Parity doesn’t mean there are 20 teams with legit playoff chances at the trade deadline in July. Not having a repeat World Series winner in 10 years doesn’t signify parity. Not in my eyes.

If the season were to end today, the American League playoff teams would be Boston, New York, Los Angeles Angels and Chicago. You’ll note that of those four teams come, three come from the largest media markets in the country and the fourth, Boston, consistently has the second-highest payroll in baseball.

And, taking into account this year and the last five completed seasons, Boston, New York and Los Angeles would have claimed playoff spots in five of six years.
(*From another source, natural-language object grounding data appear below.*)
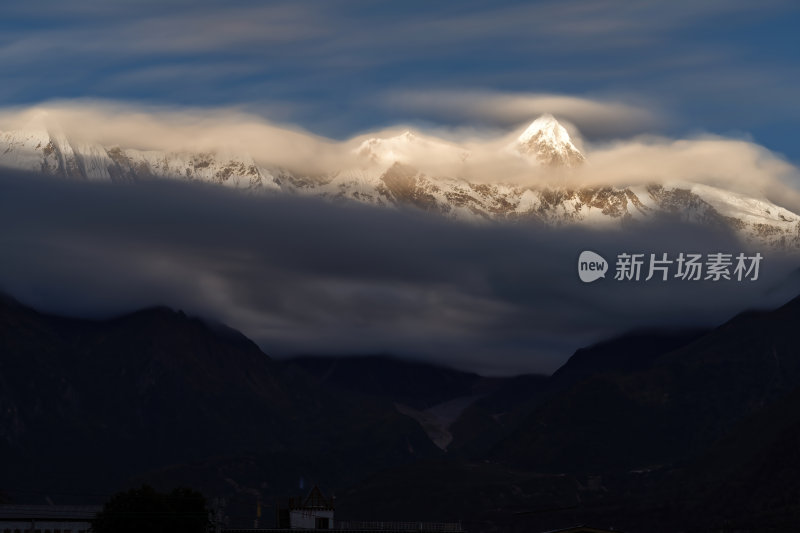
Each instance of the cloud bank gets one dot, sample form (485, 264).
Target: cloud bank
(300, 275)
(472, 154)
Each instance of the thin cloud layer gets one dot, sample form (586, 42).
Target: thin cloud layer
(595, 118)
(300, 275)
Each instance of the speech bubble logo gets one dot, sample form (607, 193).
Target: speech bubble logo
(591, 266)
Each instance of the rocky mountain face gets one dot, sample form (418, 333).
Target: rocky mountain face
(386, 176)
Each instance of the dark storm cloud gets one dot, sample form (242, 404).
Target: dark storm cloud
(303, 275)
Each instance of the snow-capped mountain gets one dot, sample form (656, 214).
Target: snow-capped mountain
(549, 143)
(385, 174)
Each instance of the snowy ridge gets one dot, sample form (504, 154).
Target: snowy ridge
(385, 176)
(548, 143)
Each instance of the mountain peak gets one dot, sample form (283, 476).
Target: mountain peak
(549, 143)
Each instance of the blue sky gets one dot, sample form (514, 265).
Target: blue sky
(340, 67)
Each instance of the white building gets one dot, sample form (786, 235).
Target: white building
(313, 512)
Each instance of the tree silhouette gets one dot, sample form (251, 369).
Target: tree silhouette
(144, 509)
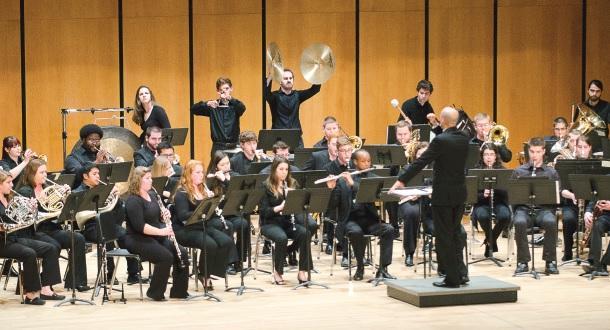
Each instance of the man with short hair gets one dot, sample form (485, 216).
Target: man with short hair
(145, 156)
(285, 103)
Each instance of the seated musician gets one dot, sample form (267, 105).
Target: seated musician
(544, 214)
(362, 219)
(597, 219)
(219, 246)
(148, 236)
(330, 127)
(240, 163)
(321, 158)
(481, 211)
(89, 227)
(23, 246)
(482, 126)
(33, 183)
(14, 159)
(280, 149)
(569, 205)
(219, 174)
(278, 227)
(145, 156)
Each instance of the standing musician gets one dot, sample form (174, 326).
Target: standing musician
(481, 212)
(418, 109)
(448, 152)
(218, 244)
(14, 159)
(145, 156)
(482, 126)
(362, 219)
(150, 238)
(278, 227)
(220, 173)
(147, 113)
(240, 163)
(285, 102)
(570, 203)
(330, 127)
(91, 179)
(23, 246)
(544, 213)
(224, 114)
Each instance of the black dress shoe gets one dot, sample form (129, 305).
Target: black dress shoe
(522, 268)
(36, 301)
(443, 284)
(409, 260)
(551, 268)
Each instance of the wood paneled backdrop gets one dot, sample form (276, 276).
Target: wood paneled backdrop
(71, 59)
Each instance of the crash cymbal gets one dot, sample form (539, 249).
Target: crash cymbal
(274, 62)
(317, 63)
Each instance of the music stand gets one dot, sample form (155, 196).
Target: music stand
(204, 211)
(268, 137)
(68, 214)
(306, 201)
(532, 191)
(175, 136)
(240, 202)
(490, 179)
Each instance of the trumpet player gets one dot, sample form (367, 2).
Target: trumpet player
(482, 127)
(23, 246)
(33, 183)
(91, 179)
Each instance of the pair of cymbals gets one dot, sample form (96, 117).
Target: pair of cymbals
(317, 63)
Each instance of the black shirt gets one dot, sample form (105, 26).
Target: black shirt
(285, 107)
(157, 118)
(224, 121)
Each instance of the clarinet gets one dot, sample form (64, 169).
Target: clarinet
(167, 220)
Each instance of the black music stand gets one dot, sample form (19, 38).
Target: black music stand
(204, 211)
(491, 179)
(306, 201)
(175, 136)
(241, 202)
(268, 137)
(532, 191)
(68, 214)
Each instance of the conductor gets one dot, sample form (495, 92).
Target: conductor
(448, 152)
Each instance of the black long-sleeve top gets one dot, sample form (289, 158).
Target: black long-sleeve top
(141, 212)
(224, 121)
(158, 118)
(285, 107)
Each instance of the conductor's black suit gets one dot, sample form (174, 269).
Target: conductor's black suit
(448, 152)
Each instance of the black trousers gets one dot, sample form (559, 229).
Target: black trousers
(280, 232)
(600, 227)
(61, 239)
(364, 222)
(482, 215)
(570, 226)
(161, 252)
(544, 218)
(27, 250)
(218, 247)
(449, 241)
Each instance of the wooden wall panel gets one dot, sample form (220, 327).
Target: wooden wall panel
(227, 42)
(461, 54)
(156, 54)
(10, 66)
(598, 43)
(539, 70)
(71, 61)
(391, 61)
(296, 25)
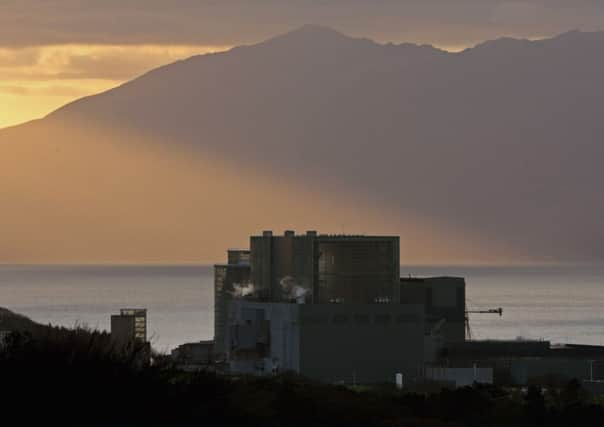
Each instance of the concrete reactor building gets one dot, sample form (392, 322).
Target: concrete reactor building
(324, 306)
(334, 308)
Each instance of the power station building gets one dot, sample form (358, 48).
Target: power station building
(444, 302)
(334, 308)
(325, 268)
(326, 306)
(130, 326)
(230, 281)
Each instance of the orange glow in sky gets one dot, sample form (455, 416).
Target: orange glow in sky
(37, 80)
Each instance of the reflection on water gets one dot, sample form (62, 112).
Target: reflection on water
(562, 304)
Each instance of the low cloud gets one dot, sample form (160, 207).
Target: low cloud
(195, 22)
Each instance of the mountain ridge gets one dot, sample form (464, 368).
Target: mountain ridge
(492, 147)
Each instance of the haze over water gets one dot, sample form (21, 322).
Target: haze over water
(561, 304)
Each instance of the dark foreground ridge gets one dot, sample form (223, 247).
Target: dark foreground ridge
(75, 377)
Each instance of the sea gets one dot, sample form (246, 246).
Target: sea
(562, 304)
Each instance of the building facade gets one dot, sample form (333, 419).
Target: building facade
(231, 280)
(444, 302)
(323, 268)
(130, 326)
(349, 343)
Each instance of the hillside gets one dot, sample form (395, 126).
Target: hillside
(488, 155)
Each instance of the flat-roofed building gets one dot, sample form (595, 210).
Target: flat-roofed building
(363, 343)
(322, 268)
(444, 302)
(231, 280)
(130, 326)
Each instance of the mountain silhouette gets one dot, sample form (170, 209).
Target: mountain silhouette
(489, 154)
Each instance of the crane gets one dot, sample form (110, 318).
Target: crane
(498, 310)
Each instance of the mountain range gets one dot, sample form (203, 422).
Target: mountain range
(488, 155)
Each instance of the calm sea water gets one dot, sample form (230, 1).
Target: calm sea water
(561, 304)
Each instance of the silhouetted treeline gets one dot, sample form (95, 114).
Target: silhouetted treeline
(75, 377)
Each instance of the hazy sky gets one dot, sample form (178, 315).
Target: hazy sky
(54, 51)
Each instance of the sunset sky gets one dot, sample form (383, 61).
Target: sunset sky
(55, 51)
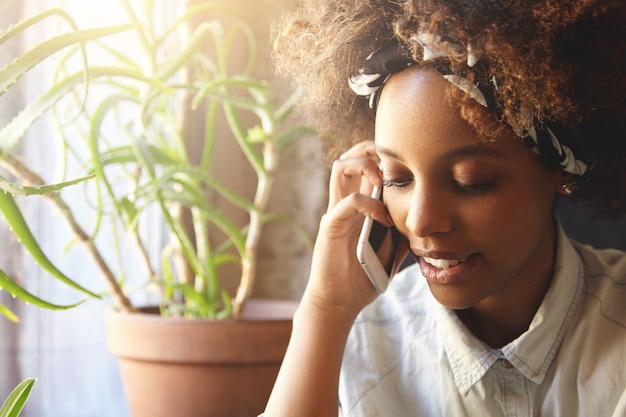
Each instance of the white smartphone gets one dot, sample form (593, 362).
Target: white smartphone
(377, 250)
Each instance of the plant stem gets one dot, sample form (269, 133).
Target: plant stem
(261, 200)
(17, 168)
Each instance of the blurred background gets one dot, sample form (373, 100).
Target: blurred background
(66, 351)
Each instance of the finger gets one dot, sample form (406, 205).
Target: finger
(356, 206)
(352, 175)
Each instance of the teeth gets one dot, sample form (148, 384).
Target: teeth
(443, 263)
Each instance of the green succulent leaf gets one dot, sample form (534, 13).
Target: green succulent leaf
(16, 290)
(15, 402)
(17, 189)
(13, 215)
(4, 310)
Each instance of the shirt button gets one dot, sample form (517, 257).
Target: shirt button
(506, 363)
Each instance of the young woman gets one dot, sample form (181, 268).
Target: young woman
(473, 115)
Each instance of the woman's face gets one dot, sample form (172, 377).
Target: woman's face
(478, 216)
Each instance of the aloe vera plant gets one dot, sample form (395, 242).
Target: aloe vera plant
(14, 403)
(151, 107)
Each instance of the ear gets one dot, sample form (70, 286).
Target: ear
(567, 184)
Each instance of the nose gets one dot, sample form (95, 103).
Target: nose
(430, 211)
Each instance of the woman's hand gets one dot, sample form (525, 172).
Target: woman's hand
(338, 282)
(307, 384)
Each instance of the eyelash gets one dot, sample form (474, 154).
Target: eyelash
(396, 183)
(475, 188)
(464, 188)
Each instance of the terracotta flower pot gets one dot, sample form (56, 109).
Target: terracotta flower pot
(174, 367)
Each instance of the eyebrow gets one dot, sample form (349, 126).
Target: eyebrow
(464, 152)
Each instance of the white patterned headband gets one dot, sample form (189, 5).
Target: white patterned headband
(548, 141)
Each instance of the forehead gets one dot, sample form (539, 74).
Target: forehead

That means there’s one spot – generally the American League Central division – up for grabs each year, as you can largely count on two divisions and the wild card participants.

During that same time span five American League teams (Baltimore, Toronto, Kansas City, Seattle, and Texas) have failed to make the playoffs even once while three others (Tampa Bay, Cleveland and Oakland) have each made one appearance in the fall. Some of this is due to poor organizational management, no doubt. But some of it is the continued economic disparities inherent to Major League Baseball.

The playoff spots in the National League have been slightly more spread out. Still, Los Angeles Dodgers have made four playoff appearances and the Philadelphia Phillies three (again, if the season were to end today). St. Louis (which I have credited with 1/2 a playoff appearance because they are tied with Chicago for the Central right now) has made it 3.5 times and the Cubs 2.5. Four other teams have two playoff appearances (Colorado, Atlanta, Houston and San Diego).

But even with the different spread of teams, the leaders in appearances are in large media markets and there are still five with no appearances (Florida, Washington, Pittsburgh, Cincinnati, and San Francisco).

The one weird outlier in all of this research is the New York Mets, who despite playing in the Big Apple, have still managed just one postseason appearance in the last six seasons. That’s in part due, I would guess, to organizational incompetence, partially due to two collapses the last two seasons, partially due to competing with the tail end of the Atlanta Braves’ stretch of divisional dominance, and partially due to sharing the division with Philadelphia.

Mets aside, however, the research indicates clearly that large media market teams continue to have a dramatic advantage when it comes to making the postseason.

They also have an edge in winning the Fall Classic. While 20 teams have made at least one appearance in the last six seasons (again, factoring in this year if the season were to end today), the last five World Series winners were Philadelphia, Boston, St. Louis, Chicago and Boston – respectively the fourth, seventh, 20th, third and seventh largest media markets in the country. St. Louis is an outlier, but the other four are large markets and consistent leaders in MLB payrolls.

And while St. Louis isn’t a top 10 market size-wise, they have in the past fielded $100 million-plus payrolls as well. They’re down to the upper $70 millions this year.

So don’t give me parity. Parity would be when the Red Sox, the Yankees, and the Angels didn’t have a virtual stranglehold on three of the four American League playoff spots year after year.

Parity would be when more teams besides the Yankees could compete for the trio of free agents they paid $423.5 million to sign.

Parity would be achieved not when 20 teams have a “legitimate” shot to make the playoffs at the All Star Break, but when something approaching 20 teams had a legitimate shot to compete in the playoffs once they get there.

This might be parity for ESPN, which goes googly over everything Boston-New York in the postseason. But for fans of the other 28 Major League Baseball teams this is not parity.

Now I don’t necessarily blame Boston, New York, the Angels or the Dodgers for this. They’re just playing under the rules and the system that are currently in place. The fault belongs to Major League Baseball and the Players Association and the lip service both entities play to creating a level playing field for every team. It might look different. But at the end of the day it’s really just more of the same.